Photo Olivier Jean, Archives La Presse

Cette branche très prometteuse de l'intelligence artificielle, qui est notamment derrière les assistants vocaux, la traduction automatique et les voitures autonomes, « a connu une percée ces dernières années en partie grâce à nos travaux fondateurs », précise Yoshua Bengio, professeur à l'Université de Montréal et directeur de l'Institut des algorithmes d'apprentissage de Montréal (MILA).

« L'apprentissage profond est en train de révolutionner plusieurs domaines, explique-t-il. Ç'a commencé avec la reconnaissance de la parole, puis la vision informatique et maintenant tout ce qui touche le langage. Ça, c'est quelque chose qui évidemment intéresse beaucoup des entreprises comme Google. »

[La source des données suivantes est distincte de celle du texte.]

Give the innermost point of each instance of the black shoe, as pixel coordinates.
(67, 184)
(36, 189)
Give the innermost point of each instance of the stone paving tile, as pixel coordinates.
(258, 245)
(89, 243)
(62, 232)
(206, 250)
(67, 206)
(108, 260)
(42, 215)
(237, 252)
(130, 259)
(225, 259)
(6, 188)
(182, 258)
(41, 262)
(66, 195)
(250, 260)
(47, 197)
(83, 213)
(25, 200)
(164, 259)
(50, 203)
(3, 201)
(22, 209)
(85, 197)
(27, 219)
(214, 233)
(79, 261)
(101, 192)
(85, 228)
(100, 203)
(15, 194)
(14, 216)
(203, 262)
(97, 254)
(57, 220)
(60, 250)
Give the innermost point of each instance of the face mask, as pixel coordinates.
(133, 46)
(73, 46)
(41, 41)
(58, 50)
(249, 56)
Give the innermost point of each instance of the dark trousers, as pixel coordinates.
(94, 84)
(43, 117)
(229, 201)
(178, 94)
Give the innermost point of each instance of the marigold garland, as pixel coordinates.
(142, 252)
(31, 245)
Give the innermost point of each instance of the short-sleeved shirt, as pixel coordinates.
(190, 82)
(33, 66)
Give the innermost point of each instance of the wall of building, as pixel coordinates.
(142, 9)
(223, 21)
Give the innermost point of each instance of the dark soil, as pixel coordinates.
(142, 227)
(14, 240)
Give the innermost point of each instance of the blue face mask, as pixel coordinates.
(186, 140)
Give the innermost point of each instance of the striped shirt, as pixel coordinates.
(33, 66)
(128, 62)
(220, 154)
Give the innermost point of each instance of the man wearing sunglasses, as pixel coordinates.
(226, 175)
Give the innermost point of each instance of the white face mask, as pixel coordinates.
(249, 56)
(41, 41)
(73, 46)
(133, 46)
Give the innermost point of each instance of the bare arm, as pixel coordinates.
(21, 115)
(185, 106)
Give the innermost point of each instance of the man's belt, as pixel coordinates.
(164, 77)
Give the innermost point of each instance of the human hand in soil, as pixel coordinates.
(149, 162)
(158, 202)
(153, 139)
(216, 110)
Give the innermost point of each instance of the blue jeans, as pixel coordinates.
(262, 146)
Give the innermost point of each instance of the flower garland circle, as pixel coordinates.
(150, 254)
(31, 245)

La subvention de 1,5 million de Google pendant trois ans sera versée à cet institut et financera les travaux de huit chercheurs, dont M. Bengio, reconnu comme un des trois plus grands experts mondiaux dans ce domaine.

LIBERTÉ DE RECHERCHE

Quel est l'intérêt du géant des moteurs de recherche à investir précisément à Montréal ? « Il s'agit probablement d'une des meilleures villes au monde, du point de vue académique, dans le domaine de l'apprentissage profond, répond Shibl Mourad, directeur du bureau de Montréal de Google. On voulait aider ces chercheurs-là à fouiller les questions fondamentales. Ce sont elles qui, dans le futur, vont nous emmener à une nouvelle vague d'applications qui vont aider les usagers. »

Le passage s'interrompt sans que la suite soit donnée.